I am really late to the story here, but I was reluctant to write about Muhammad Ali because, besides the obvious loss of a legend, his was another death attributable to sepsis, the disease that nearly KOd me several years ago. In his case, it was septic shock, meaning severe sepsis that doesn’t respond to treatment. Sepsis gets “severe” when it starts to affect internal organs, as it did with my liver.
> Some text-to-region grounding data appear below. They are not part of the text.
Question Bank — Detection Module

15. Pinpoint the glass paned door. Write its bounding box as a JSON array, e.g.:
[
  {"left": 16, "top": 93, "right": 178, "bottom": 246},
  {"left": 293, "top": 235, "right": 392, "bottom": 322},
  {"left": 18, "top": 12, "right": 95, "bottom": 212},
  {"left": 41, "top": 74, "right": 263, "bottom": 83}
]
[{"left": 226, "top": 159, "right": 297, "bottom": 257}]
Sepsis, for those who have joined this class in progress, follows the body’s overreaction to an infection. Bacteria travel to the blood and bad things follow. In Ali’s case, he was weakened by Parkinson’s Disease and his body’s immune response wasn’t triggered to fight. Last week, I worked alongside a man whose 22-year-old son died from sepsis so it’s been on my mind again. In the young man’s case, a doctor diagnosed him as having a chest infection and sent him for an X-ray but didn’t give him antibiotics. The patient, full of young, male bravado, put off getting the X-ray. By the time he was taken to hospital he was beyond saving. I can’t figure out why that physician didn’t give him the meds first.
Sometimes I think the sepsis support groups I joined help me and sometimes I don’t. The aftermath for some patients is horrific. And doctors share stories of patients who suffer effects attributable to their sepsis fight, many years after they seemingly fully recovered. It’s scary stuff.
Bu the headline is, I did survive. And I’ve tried to find ways to contribute to the challenge of increasing awareness. Next, I’ll donate voice-overs for some educational videos. I would love to one day attend one of the international conferences on sepsis. After all of these years, remembering my own fight is still upsetting, and if it’s tough enough to take out The Champ, you can imagine how ruthless sepsis is.